また、情動の神経基盤は、扁桃体や視床下部をはじめ、島、腹内側前頭前野、前帯状回皮質などの脳領域が関与していると言われています。
外界より入力された情報は、扁桃体、 脳幹、視床下部を介して末梢に出力されます。そうした身体情報は再び上行系の伝達経路により脳へ入力され、島等を経由し、腹内側前頭前野へ投射されます。こうした身体信号により基づく表現、および情動が思考や推論といった高次の認知過程を方向付けます。
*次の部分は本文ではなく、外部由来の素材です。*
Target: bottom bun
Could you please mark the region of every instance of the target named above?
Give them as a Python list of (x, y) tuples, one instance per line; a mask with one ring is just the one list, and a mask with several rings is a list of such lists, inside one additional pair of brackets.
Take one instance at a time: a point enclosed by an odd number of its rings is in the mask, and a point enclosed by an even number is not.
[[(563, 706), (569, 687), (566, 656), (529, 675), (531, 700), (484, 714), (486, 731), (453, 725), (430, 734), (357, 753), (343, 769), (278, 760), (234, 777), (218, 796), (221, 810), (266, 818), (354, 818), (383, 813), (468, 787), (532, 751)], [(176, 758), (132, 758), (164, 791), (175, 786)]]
例として、自然な笑いでは前帯状回が反応しますが、作り笑いでは中心前回の錐体路が反応します。

また、ギャンブル課題での意思決定の質は腹内側前頭前野を損傷すると低下します。
ギャンブリング課題とは、一般的に複数あるカードの山のいずれからからカードを1枚ずつ引いてゆき、カードに書かれている金額を獲得したり失ったりする中で、より多くの金額を稼ぐことを目指すものです。
カードの山にはハイリスク・ハイリターン、およびローリスク・ローリターンのものがあり、前者の山からカードを引き続けると中長期的には必ず損をするよう確率的に固定されています。
健常の場合、課題の進行に伴ってリスキーな前者の山を避けるようになりますが、腹内側前頭前野の損傷者は短期的に得られる大報酬にこだわり続けた結果、大きく損をします。

このように腹内側前頭前野は中・長期的な展望に立った意思決定を導くための基盤として、中枢-末梢の機能的連関のもとリスクを回避し意思決定の最適化に関わっています。

以上、2回にわたり武田克彦先生に「前頭葉」についてご講演をいただいた内容をご報告します。 次回は平成28年3月10日に武田克彦先生にご講演をしていただく予定となっています。